O Supremo Tribunal Federal (STF) formou maioria para suspender a implantação do voto impresso nas próximas eleições na noite desta quarta-feira (6), de acordo com informações do Estadão. A Corte aprecia o assunto após pedido feito pela procuradora-geral da República, Raquel Dodge. O uso do voto impresso foi aprovado pelo Congresso Nacional em 2015.

Contrários à medida, se posicionaram os ministros Alexandre de Moraes, Edson Fachin, Luís Roberto Barroso, Marco Aurélio Mello, Rosa Weber e Ricardo Lewandowski.

O relator da ação é Gilmar Mendes, que defendeu a implantação gradual do voto impresso, conforme a disponibilidade de recurso do Tribunal Superior Eleitoral (TSE). O ministro Dias Toffoli concordou com o relator.

O ministro Alexandre de Moraes foi quem abriu a divergência. Ele acredita que o voto impresso tem alta potencialidade de identificação do eleitor, violando o sigilo e a liberdade do voto. “A meu ver, não se trata da questão de custos, se o legislador fizer uma opção legítima, inclusive para que se volte só o voto no papel, é uma opção do legislador. Não é questão de economicidade ou celeridade na votação, se vai atrasar ou não, é uma questão de cunho eminentemente constitucional”, disse Moraes.

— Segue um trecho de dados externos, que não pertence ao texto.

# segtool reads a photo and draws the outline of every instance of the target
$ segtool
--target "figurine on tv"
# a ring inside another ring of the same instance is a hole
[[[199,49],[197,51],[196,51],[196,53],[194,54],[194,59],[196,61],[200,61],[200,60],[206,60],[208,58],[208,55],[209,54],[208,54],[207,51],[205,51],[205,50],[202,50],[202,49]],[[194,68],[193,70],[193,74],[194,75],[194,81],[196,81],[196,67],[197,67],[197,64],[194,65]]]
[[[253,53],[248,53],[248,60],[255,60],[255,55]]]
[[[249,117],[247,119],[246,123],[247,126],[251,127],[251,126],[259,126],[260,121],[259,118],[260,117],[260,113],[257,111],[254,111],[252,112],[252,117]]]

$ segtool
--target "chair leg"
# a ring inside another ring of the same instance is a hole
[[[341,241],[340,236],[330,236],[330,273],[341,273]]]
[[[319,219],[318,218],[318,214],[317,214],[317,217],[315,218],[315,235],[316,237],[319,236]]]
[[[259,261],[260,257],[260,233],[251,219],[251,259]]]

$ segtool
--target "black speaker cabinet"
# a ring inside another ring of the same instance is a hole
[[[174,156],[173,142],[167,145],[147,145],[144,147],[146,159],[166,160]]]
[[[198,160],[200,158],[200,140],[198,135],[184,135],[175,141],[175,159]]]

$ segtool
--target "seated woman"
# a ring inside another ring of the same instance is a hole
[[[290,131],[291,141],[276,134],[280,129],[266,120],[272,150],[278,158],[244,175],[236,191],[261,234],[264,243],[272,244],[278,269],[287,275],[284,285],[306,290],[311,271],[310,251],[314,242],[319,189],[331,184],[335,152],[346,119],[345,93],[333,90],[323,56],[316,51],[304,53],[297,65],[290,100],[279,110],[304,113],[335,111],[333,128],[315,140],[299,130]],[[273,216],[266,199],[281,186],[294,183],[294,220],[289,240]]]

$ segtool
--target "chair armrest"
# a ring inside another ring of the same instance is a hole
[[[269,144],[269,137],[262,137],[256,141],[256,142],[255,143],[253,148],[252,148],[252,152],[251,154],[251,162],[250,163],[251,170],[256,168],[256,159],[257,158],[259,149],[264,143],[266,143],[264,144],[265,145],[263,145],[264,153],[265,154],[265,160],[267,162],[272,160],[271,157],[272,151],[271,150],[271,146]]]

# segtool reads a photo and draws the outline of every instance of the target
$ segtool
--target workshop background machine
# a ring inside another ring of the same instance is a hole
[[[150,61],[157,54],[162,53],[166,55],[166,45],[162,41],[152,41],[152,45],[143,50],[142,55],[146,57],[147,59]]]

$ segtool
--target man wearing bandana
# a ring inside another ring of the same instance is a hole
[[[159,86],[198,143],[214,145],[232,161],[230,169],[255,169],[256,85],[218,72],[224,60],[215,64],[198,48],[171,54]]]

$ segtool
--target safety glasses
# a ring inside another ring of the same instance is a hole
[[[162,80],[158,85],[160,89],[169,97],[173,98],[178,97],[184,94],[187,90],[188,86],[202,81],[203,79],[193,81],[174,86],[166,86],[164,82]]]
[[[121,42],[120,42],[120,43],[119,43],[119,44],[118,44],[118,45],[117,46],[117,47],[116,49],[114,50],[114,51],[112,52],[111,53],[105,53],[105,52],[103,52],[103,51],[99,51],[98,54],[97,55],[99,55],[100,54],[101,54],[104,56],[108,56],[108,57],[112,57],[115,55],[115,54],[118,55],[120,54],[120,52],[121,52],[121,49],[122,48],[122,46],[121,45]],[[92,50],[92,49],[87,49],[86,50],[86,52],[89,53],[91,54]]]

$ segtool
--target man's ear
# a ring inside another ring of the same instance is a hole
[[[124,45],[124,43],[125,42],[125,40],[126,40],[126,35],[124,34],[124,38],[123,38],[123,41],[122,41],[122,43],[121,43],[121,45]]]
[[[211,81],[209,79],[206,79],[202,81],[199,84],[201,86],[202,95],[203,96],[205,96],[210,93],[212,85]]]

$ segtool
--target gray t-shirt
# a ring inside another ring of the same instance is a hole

Luís Roberto Barroso questionou o custo-benefício do voto impresso. “A impressão do voto é cara e pouco acrescenta à segurança. Acho que há um retrocesso em se voltar o voto impresso. É fazer uma aposta analógica num mundo que se tornou digital. O mundo se tornou um mundo eletrônico e digital e a gente vai ter que se acostumar com isso”, disse Barroso.